When the occasional reminder comes up that one's name appears on a list of ancients in the Sherlockian world, questions arise. How many of the other folks on the list yet live? If it's a scant few, one starts to worry about one's own mortality. If it's a healthy number, one can breathe a sigh of relief and figure one has a few good days left. So it was when the topic of "the Shaw 100" came into my head again this week.
The Shaw 100 is actually more than a hundred, as it is his list of a "Basic Holmes Library" of a hundred books that was re-compiled multiple times. Some books were added, and some left the list. Each of those books has authors or editors, and while a book may be nigh immortal, sadly, their human creators are not. And when one gets in one's head to start checking on the health of all the names in that list, it can get a bit grim.

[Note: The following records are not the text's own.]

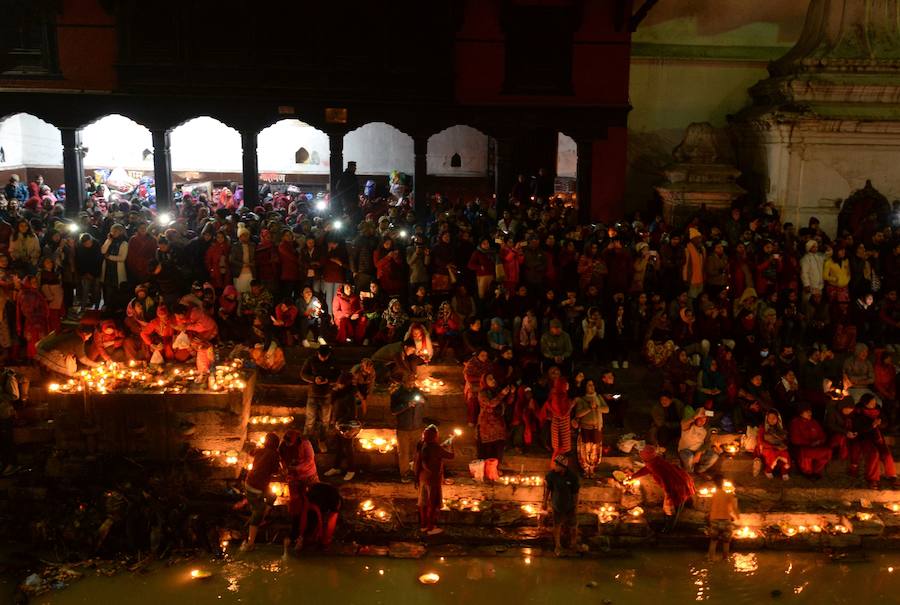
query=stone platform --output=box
[14,347,900,552]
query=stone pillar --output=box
[413,135,430,222]
[494,139,515,212]
[590,126,628,223]
[150,128,172,212]
[60,128,84,217]
[328,132,344,197]
[575,138,594,224]
[241,130,259,210]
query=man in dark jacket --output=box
[75,233,103,309]
[334,162,359,222]
[300,345,340,452]
[391,376,426,483]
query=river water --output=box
[32,549,900,605]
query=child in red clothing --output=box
[415,424,453,536]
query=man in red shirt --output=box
[790,403,831,479]
[241,433,281,552]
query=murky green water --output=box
[33,552,900,605]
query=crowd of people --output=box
[0,166,900,529]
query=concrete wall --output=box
[626,0,808,210]
[0,113,62,166]
[428,126,488,176]
[0,114,488,183]
[81,115,153,172]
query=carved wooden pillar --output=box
[241,129,259,210]
[60,128,84,217]
[150,128,172,212]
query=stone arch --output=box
[341,122,414,175]
[256,118,330,174]
[427,124,488,176]
[81,113,153,172]
[556,132,578,179]
[0,112,63,169]
[169,116,243,173]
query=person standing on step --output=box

But here's the happy side of the list, as far as I could tell from a quick internet search:
Owen Dudley Edwards
Robert W. Pohle, Jr.
Douglas C. Hart
William D. Goodrich
Julia Carlson Rosenblatt
Frederic H. Sonnenschmidt
Carol-Lynn Rössel Waugh
Martin H. Greenberg
All of the above were involved with a book in John Bannett Shaw's basic Sherlock Holmes library. And as far as I can tell, they're still around. Google, however, will give you some trouble with certain Sherlockian writers. "Orlando Park," for example, gives you Disney World and you start thinking "pseudonym," even though such might not be the case. Michael Pointer is apparently a Marvel Comics superhero. Others just seem to have namesakes all over the place.
The point of all this research is simple: We need a new heir to the Shaw 100. Many of the items on that list don't hold the weight they used to. Many have had modern equivalents or betterings. And they don't account for the massive wave of Sherlockiana that's come in in the past decade.
But no single Sherlockian is qualified to create such a thing any more. John Bennett Shaw was in a special position in the 1980s, one that no other Sherlockian has attained since . . . or possibly even could at this point. It would definitely take a team at this point. Maybe a team concocted by an objective central authority, like the folks in Minneapolis. No simple poll could create such a list -- whoever produced it would have to argue for every single item on it. (This is the age of argument, isn't it?) Cases would have to be made.
But the results would certainly be worthwhile, and useful to newer Sherlockians more than collectors.